Analysts feel that the protesters were attempting to bait a heavier response from the government, thinking that a bloody police reprisal would escalate the crisis and strengthen their hand. Thitinan Pongsudhirak, a scholar at Bangkok’s Chulalongkorn University, argued that the government’s best strategy was to do nothing, since the birthday of the king was coming up later in the week. No one would want to protest during the holiday.
Suthep and Yingluck had met on Sunday. Suthep advocated a complete abdication of the government in favor of an unelected “people’s council”, which would rule in place of the constitutional government. Yingluck expressed willingness to negotiate with the protesters, but she refused to give up the parliamentary government and the democratic constitution of the country.
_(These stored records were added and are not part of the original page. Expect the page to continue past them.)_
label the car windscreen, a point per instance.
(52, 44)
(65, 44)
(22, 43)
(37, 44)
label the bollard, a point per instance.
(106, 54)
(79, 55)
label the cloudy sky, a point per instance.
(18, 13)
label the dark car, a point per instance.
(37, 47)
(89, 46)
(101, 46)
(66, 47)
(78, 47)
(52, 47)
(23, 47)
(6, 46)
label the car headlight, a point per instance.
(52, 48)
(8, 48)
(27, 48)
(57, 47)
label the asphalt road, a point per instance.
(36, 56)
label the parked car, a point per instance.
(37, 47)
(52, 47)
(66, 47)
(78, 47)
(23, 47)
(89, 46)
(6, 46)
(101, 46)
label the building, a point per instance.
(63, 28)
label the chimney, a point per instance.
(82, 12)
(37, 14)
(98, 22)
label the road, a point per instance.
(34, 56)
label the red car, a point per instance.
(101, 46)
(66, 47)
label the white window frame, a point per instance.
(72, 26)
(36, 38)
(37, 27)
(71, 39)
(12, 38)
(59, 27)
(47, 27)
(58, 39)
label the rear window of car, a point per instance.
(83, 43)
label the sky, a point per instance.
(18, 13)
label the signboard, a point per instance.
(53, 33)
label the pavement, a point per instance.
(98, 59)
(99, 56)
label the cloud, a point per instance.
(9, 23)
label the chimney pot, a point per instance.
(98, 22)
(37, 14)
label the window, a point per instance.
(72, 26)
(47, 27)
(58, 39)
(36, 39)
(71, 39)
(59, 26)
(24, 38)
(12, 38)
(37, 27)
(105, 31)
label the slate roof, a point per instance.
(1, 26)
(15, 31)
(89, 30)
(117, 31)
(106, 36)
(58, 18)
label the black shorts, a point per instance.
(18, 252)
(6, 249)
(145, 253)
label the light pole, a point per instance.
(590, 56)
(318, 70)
Her response was quite diplomatic: “At this point, we don’t see how we can make it happen under this constitution,” she said.
Then, to further combat the continuing protesters, the Yingluck government took a novel, much more peaceful, approach. On Tuesday, December 3, it removed the barriers and the barbed wire. Riot police lowered their shields and opened the doors to a police compound that the mobs had vowed to besiege. As protesters entered the compound, police officers greeted them politely and posed for pictures with them. The police then opened the gates to the prime minister’s office.
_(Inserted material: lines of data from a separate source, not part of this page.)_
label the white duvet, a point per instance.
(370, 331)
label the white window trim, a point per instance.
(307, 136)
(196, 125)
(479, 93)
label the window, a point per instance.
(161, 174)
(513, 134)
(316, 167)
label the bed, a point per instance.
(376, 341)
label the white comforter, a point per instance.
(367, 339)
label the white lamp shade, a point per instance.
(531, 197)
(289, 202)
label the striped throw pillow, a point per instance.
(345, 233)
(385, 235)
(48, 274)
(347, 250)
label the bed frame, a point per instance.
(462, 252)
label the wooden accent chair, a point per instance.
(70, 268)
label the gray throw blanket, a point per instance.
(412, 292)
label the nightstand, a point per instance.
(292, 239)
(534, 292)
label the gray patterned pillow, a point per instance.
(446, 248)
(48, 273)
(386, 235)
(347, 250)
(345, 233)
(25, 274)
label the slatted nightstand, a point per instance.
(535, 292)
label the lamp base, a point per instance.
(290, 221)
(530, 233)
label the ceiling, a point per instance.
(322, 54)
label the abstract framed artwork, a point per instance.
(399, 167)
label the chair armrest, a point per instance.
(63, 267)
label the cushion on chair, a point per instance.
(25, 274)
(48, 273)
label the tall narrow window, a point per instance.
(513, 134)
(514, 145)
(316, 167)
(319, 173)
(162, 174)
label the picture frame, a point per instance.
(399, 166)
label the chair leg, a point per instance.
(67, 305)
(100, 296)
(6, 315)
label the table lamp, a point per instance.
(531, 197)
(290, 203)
Kamronvit Thoopkrachang, Bangkok’s chief of police, told Reuters, “in every area where there has been confrontation, we have now ordered all police to withdraw. It is government policy to avoid confrontation.”
Tens of thousands of protesters were allowed to occupy buildings in downtown Bangkok, with the police standing by quietly. Crowds grew in the evening, forming a carnival-like atmosphere. Demonstrators offered free food and foot massages, as the protesters occupied government buildings. The rest of the city went on with normal activities.
Suthep declared a partial victory. He urged his supporters to stay and continue the struggle. He gave them the signal that they should honor their elderly king Bhumibol Adulyadej, who would be celebrating his 86th birthday on Thursday. The birthday of the revered monarch is a national holiday in Thailand. Suthep said they would resume the fight after the birthday celebrations were over.
On Thursday, the monarch appeared briefly in his wheelchair in his palace and read slowly from a piece of paper: “Our country has been peaceful for a long time because we are united in our country and perform duties for the sake of the national interest,” he said.
This past weekend, all members of the opposition Democrat Party in parliament resigned in support of the protesters. In response, Ms. Yingluck on Monday called for elections. Realizing that they will lose again at the polls, protest leaders approached the military about the possibility of another coup to restore them to power. But army General Prayuth Chanocha has so far demurred, reportedly replying, “we must be patient and seek a peaceful solution.”
It appears as if the military officers, as well as the Prime Minister, are attempting to follow the Rural Thai values of peaceful accommodation to opponents.